Within 48 hours of returning from Southeast Asia, I packed up my car and drove to DC. I had just returned home yet I wanted to get away and explore some place different. Despite plans for skiing, mother nature had a different idea which resulted in some forced rest and relaxation that I am sure my jet-lagged body appreciated. To somewhat make up for last weekend, I'll run away again this afternoon to a new locale and I am attempting to hatch a plan for the end of this month as well. I’ve already sent out emails to start solidifying some summer excursions - beach, mountains, repeat. The wanderlust bug is real and not to be ignored but the intensity of it as of late (…and my dwindling travel budget) has led to some introspection. What is it exactly that I am escaping from? I mean I live in what some (very biased folk) dub the greatest city on earth.
In a few short months, I will start up school once again and my life will drastically change. I am in an accelerated program which will require 20 credit hours a semester while maintaining my current full-time job. I’ve known about this for quite some time but the reality of the situation has begun to sink in. Add to it that I am another year older in a week or so and the need to be anywhere but here is amplified.
I don’t want to be that person though who is completely focused on the proverbial next best thing while taking for granted what is right in front of my face. In an effort to reclaim the present, I took a break from my computer screen and moseyed outdoors into the snowstorm du jour. Because what better way to regain perspective than to make myself a little uncomfortable and get right in the midst of this place I call home.
With the snow blowing in my face, I made my way down to the waterfront and meandered along the mostly abandoned path. The slipping and sliding of snow beneath my feet forced me to focus on my surroundings enough to quiet my usual nonstop inner dialogue.

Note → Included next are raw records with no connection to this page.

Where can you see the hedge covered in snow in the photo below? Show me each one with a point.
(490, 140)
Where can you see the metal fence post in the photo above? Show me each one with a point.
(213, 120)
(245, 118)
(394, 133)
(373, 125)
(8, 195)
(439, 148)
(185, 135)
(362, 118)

I only encountered a handful of people who also wished to tread in the wintry wonderland: a fellow snow marveler/wannabe hermit who shared which paths have not yet been graced with footsteps or plows, a gentleman who persisted on inquiring where a bus was going despite my best efforts to explain that I had absolutely no idea, and a lady with seven of the same dog in varying shades of brown but all thoroughly wet from an afternoon of play. Our brief interactions reminded me that we all have some place we're trying to get to, someone we want to become.
The way a crow
Shook down on me
The dust of snow
From a hemlock tree
Has given my heart
A change of mood
And saved some part
Of a day I had rued.
--Dust of Snow, Robert Frost
notes:
- brooklyn bridge park is a ghost town during a snowstorm. there were robins flying and chirping about (see the above picture). if you're in nyc and need to get a little away from it all during our next bout of never-ending snow, i highly recommend meandering these paths.
- i also recommend warming yourself up with some tea and sweets at one girl cookie. as i type this i am really regretting that i didn't pick up a whoopie pie.